SAXSANA: an interactive program for the analysis and monitoring of static and time-resolved small-angle X-ray solution scattering measurements.

An interactive analytical program, SAXSANA, for small-angle X-ray scattering measurements of solutions is described. The program processes scattered data without disciplined knowledge of small-angle scattering. SAXSANA also assists in finding the best experimental conditions, thus avoiding blind runs of experiments.
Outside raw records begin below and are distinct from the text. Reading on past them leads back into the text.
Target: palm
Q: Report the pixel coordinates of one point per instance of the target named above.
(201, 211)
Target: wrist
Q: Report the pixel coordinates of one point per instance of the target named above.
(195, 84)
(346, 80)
SAXSANA consists of the following procedures: (i) determination of the centre of scattered X-rays and moment transfer Q (Q = 4pisintheta/lambda, where 2theta is the scattering angle and lambda is the wavelength) for each measured channel; (ii) conversion of the data format to the format of Q versus scattered intensities J(Q); (iii) truncation of unnecessary data and smoothing of scattering curves by cubic-spline function; (iv) correction of the absorption effect and subtraction of the scattered intensity of the buffer (solvent) solution from that of the sample solution; (v) creation of a data file for a three-dimensional representation of time-resolved scattering curves; (vi) determination of radii of gyration by Guinier plots; (vii) determination of persistent lengths by Kratky plots; (viii) extrapolation of the small-angle part by Guinier plots; (ix) extrapolation of the wide-angle part by Porods & Luzzatis laws for the Hankel transformation in order to obtain the distance distribution function p(r); (x) calculation of p(r) and computation of the invariant, the chord length, the Volume, the spherical radius, the maximum dimension D(max) and the radius of gyration (Rg). SAXSANA also serves as an on-site monitor for the validity of an experimental result during the measurements.